Junto
al banco del parque, Juan, el pequeño mueve su pierna hacía delante
y atrás, sin principio ni fin. Por fin mira hacía el tobogán y
elige ir allí. Las cortas escaleras y el descenso le hace volver al
mismo lugar. Nuevo movimiento de pierna y nuevo apoyo de su mano en
el respaldo del banco, no parece tener fin. Su abuelo lee un libro a
la vez que observa los inquietos movimientos de su nieto. Otro niño
aparece con un balón, directo va a pedir jugar con él. Más con el
balón que con el dueño. Jaime acepta y llegan un acuerdo para hacer
unas porterías unos palos y unas pequeñas montañas de arena
sirven para la construcción de la portería.
El
año y ser dueño de la pelota le dotan de autoridad sobre el recién
conocido. Las carreras y la reconstrucción de las porterías en cada
envite, les lleva una gran parte del tiempo. El abuelo observa la
suerte de desfogue del nieto. Hará comer mejor y dejara echar un
sueño tras la comida. El televisor con la serie favorita obraran el
resto.
Antes
de regresar tendrán que lavar los raspones con la sangre compactada
en el polvo y arena.
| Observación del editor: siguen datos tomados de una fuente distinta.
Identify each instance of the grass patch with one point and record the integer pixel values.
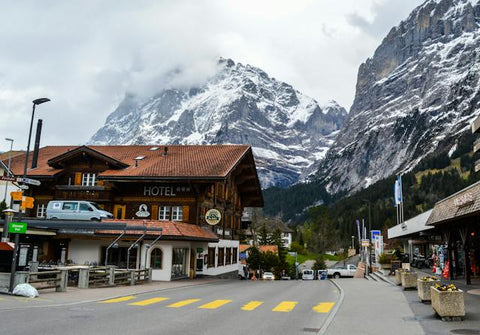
(454, 165)
(310, 256)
Sus piernas parecen un mapa de heridas,
cicatrizadas y con costras.
Mientras
prepara la comida le pide que lea el libro recomendado en su curso,
algo que le suponga un esfuerzo interpretativo y no mascado como
puede ser ver un programa de televisión.
Juan
siempre se revuelve, pero acaba de descubrir los secretos que
encierran las letras combinadas, el mundo oculto a ideas que no
tenía. Es el momento en que sus piernas y brazos dejan de tener vida
propia. La concentración ha creado el milagro que vence al
aburrimiento. Cada dato nuevo lo incorpora como una victoria.